Hold that thought for a minute while we read this from Campos:
Brad Wray is a teacher and a District Advisory Committee Member with HISD. I have known Brad for years now. He sent this out this morning:
Yesterday, DAC representatives were invited to a Q&A with TEA Commissioner Mike Morath regarding the takeover of HISD. Below are answers to some of the questions that were asked. These are not direct quotes from Commissioner Morath, but I tried to capture the main point of what he was saying.
- If the District has brought our district grade up to a B+ (Wheatley HS is up to a C), then why are you all here?
- Answer: The law (HB 1842) says Morath shall either close a school or appoint a board of managers. Improved scores are irrelevant.
- What is the process for choosing a superintendent?
- Answer: Morath makes the decision. He can’t confirm or deny that it will be Mike Miles. (Houston Chronicle: Who is Mike Miles?)
- Any planned changes to pay scale? Will teachers get a pay increase due to inflation?
- Answer: Doesn’t expect any this coming year. Believes that teachers should make six figures. How resources are used is up to the Board of Managers.
- Will anyone who has been in the district be consulted with decisions you all are going to make? (You all are not from this area, so how will you be able to make the right decisions for a district of children and staff you know nothing about.)
- Answer: The Board will be made up of people who live in the district. Morath will strive to have a geographically representative Board of Managers. Existing “gerrymandered” district boundaries will not necessarily be adhered to.
- Do you plan to close schools?
- Answer: I have not closed any schools. It’s up to the Board.
- How will you address inequities?
- Answer: This is up to the Board.
- How will you alleviate uneasiness that we have about the takeover?

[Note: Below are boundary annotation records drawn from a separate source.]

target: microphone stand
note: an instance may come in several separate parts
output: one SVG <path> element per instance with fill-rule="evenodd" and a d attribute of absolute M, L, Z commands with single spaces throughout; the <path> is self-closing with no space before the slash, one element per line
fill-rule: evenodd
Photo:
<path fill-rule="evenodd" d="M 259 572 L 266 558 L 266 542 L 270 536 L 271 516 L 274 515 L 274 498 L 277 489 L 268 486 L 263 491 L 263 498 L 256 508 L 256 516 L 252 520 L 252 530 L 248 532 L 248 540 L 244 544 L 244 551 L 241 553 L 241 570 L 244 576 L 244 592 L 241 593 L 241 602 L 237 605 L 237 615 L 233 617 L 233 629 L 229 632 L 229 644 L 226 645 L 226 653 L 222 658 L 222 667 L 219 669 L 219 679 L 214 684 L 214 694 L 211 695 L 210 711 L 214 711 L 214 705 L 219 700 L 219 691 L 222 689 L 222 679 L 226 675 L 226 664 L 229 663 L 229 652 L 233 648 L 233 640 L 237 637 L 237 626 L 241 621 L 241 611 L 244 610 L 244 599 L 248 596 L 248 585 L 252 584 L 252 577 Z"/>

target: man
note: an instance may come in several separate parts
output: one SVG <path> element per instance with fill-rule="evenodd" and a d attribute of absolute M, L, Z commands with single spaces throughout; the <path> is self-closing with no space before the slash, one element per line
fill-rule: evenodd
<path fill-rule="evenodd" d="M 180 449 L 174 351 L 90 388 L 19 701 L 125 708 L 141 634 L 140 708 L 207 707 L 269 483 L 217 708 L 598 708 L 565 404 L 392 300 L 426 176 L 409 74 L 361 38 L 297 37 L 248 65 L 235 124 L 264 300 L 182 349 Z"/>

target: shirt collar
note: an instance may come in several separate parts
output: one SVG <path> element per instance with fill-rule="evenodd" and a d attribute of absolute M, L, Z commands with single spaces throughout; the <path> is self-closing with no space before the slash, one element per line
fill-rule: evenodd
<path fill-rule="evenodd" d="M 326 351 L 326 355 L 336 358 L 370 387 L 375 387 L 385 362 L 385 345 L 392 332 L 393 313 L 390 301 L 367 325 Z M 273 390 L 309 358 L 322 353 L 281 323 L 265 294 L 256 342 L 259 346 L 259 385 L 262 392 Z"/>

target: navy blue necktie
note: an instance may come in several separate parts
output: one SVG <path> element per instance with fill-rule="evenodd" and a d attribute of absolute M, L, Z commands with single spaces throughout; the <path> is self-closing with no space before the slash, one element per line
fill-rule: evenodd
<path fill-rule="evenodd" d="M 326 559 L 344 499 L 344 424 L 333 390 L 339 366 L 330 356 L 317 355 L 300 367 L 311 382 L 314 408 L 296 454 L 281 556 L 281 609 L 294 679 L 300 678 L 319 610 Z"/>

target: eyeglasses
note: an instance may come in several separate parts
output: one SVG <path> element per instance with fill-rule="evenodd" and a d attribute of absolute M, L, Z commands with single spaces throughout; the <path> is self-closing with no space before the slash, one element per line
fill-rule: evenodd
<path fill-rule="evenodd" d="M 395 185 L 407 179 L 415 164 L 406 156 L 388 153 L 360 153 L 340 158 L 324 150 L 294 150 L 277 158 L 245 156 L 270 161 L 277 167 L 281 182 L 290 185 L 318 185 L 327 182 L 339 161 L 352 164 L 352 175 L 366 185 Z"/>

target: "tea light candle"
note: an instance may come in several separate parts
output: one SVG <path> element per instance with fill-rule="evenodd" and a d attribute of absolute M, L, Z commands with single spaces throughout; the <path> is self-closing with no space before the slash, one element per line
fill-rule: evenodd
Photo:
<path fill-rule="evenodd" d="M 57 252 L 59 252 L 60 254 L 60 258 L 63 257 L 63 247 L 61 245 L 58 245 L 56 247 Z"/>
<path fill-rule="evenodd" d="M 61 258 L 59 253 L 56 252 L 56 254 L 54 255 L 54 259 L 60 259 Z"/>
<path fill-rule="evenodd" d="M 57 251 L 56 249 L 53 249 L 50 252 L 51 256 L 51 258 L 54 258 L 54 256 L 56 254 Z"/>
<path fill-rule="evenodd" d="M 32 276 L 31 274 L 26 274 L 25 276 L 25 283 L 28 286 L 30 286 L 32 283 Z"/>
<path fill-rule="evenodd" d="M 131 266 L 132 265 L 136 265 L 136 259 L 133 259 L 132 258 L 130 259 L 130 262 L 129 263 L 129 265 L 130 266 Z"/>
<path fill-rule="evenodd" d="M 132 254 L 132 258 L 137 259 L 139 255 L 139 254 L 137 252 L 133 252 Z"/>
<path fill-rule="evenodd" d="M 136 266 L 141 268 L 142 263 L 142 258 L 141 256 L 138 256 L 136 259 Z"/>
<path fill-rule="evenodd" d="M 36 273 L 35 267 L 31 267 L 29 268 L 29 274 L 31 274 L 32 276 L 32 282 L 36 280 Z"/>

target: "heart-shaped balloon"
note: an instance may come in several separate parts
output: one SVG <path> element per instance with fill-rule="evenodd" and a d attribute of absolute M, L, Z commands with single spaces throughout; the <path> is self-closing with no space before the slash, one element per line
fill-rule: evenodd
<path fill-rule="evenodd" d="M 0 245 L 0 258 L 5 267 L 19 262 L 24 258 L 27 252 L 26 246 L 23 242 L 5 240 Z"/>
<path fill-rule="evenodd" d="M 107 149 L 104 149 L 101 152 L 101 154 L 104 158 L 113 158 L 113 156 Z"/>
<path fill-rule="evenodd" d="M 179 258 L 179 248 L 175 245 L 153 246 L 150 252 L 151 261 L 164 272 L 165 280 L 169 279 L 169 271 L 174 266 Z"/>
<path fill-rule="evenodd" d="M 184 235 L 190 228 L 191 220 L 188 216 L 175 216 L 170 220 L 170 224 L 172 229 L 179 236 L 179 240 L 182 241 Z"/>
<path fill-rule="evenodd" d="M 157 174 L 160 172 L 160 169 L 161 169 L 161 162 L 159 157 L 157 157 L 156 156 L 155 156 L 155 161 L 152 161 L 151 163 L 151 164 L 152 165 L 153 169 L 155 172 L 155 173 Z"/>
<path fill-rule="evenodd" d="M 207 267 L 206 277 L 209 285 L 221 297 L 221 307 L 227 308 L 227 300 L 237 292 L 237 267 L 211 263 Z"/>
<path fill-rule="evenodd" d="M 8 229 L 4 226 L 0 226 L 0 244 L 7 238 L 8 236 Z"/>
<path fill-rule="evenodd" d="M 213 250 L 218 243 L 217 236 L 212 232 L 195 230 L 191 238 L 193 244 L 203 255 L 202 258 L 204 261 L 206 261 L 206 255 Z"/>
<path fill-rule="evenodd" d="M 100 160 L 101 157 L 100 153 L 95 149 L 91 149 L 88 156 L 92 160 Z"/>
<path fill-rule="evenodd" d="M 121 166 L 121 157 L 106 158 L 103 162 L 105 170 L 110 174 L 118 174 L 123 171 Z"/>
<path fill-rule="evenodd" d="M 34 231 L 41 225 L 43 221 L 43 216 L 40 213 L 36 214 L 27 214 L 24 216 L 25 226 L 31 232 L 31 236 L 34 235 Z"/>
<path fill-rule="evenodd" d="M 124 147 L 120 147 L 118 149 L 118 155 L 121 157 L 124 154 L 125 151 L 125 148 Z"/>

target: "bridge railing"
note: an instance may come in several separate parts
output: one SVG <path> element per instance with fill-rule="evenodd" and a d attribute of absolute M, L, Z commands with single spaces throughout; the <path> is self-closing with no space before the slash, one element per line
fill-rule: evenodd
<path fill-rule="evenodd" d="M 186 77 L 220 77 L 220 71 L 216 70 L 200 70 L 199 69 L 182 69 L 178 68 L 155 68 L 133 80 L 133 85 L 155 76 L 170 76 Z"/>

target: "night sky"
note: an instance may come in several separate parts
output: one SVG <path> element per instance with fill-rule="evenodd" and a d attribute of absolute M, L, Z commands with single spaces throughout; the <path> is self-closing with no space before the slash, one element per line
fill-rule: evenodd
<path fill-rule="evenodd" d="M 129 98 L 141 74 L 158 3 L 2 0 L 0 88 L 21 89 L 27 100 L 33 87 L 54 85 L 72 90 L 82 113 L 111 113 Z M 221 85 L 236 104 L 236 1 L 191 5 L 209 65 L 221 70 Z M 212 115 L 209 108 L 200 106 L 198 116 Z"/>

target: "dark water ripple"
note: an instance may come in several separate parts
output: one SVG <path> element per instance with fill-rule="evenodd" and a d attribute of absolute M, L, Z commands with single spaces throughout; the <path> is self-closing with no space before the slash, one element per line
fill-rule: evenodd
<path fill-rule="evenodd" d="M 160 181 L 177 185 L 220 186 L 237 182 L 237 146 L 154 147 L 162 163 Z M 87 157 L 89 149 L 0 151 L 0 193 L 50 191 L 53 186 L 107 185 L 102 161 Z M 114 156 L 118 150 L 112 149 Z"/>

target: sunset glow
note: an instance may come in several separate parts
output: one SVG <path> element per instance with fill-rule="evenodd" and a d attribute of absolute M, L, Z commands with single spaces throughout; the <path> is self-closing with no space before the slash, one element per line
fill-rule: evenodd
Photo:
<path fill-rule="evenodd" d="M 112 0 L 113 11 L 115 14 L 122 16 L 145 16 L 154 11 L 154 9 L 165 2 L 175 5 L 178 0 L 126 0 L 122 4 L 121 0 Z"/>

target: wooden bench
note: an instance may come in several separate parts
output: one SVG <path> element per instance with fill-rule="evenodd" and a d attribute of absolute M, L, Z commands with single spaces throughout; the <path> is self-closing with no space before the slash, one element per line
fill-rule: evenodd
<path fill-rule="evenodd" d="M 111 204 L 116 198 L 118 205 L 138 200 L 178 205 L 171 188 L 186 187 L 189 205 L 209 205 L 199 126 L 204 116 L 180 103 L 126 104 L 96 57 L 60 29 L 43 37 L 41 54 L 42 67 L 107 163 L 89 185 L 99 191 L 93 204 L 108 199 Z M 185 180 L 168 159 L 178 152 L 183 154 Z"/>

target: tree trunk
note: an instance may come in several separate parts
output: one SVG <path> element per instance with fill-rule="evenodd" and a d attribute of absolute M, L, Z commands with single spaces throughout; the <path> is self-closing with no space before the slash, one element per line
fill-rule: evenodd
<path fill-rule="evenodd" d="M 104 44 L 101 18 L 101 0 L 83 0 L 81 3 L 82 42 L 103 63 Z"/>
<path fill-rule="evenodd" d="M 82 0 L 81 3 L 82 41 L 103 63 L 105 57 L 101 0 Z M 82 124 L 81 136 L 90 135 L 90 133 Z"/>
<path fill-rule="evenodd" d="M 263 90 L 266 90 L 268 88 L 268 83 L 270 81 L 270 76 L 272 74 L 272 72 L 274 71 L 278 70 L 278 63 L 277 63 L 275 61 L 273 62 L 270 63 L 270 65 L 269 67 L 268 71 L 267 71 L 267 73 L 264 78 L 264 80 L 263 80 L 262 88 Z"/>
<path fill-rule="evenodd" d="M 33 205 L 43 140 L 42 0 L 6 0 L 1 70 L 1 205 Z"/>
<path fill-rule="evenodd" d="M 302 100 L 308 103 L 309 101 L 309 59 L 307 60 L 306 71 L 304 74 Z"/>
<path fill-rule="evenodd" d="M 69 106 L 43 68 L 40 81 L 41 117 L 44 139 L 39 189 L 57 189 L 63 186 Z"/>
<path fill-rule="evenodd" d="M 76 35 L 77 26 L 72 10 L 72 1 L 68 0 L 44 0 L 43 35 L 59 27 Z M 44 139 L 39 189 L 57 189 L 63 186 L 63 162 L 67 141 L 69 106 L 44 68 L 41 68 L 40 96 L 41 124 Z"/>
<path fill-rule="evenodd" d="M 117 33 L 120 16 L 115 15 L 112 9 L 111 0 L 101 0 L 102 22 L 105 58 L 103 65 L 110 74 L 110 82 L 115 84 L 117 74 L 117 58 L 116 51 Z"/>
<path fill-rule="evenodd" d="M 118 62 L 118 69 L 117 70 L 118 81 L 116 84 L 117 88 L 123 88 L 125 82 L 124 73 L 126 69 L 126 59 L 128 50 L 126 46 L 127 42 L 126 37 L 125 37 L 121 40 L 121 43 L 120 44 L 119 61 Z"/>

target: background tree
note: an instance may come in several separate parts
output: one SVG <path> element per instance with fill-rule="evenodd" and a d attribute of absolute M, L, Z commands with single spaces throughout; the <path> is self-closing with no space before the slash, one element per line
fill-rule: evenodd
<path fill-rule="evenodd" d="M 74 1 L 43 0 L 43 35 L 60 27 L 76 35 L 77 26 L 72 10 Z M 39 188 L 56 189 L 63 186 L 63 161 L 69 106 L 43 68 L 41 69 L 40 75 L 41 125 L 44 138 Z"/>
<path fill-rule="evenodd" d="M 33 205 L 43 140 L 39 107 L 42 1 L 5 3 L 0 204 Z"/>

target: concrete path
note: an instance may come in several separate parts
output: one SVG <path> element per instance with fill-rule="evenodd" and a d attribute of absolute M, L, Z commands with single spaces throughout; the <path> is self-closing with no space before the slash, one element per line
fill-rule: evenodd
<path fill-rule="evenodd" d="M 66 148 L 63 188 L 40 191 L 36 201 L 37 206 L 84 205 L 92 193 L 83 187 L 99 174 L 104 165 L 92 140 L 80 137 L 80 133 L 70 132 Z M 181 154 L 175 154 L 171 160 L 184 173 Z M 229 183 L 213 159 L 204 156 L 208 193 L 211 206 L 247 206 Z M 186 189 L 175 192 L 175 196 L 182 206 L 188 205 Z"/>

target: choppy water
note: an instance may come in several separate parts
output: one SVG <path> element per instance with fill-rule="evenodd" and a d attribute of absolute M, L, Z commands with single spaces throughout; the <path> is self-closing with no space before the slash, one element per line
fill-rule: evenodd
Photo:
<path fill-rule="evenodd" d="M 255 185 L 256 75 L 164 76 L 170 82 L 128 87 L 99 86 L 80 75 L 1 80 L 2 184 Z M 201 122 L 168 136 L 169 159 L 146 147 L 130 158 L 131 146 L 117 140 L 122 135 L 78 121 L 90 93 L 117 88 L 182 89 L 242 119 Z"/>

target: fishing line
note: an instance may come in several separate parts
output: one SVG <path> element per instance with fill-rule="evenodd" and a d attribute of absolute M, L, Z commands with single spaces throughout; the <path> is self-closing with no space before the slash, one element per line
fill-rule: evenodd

- Answer: Communicating what is happening. This won’t be any more extreme than what happens when a superintendent change happens.
- Will retention stipends be affected?
- Answer: I don’t foresee this changing, but this is up to the Board.
- Can you assure us that our schools will not be turned into charter schools?
- Answer: I could have chartered schools after year 5 but I have not. It’s up to the Board how schools are managed.
- How do you plan to manage the budget deficit?
- Answer: How resources are used is up to the Board.
“It’s not the people in this room that are the problems, it’s the district leadership.”
Thanks for the info, Brad.
Yeah, none of this is alleviating my concern that the TEA will be completely unaccountable and the Board won’t be in much of a position to fight back, if they were so inclined. It’s going to be a long two-to-however-many years.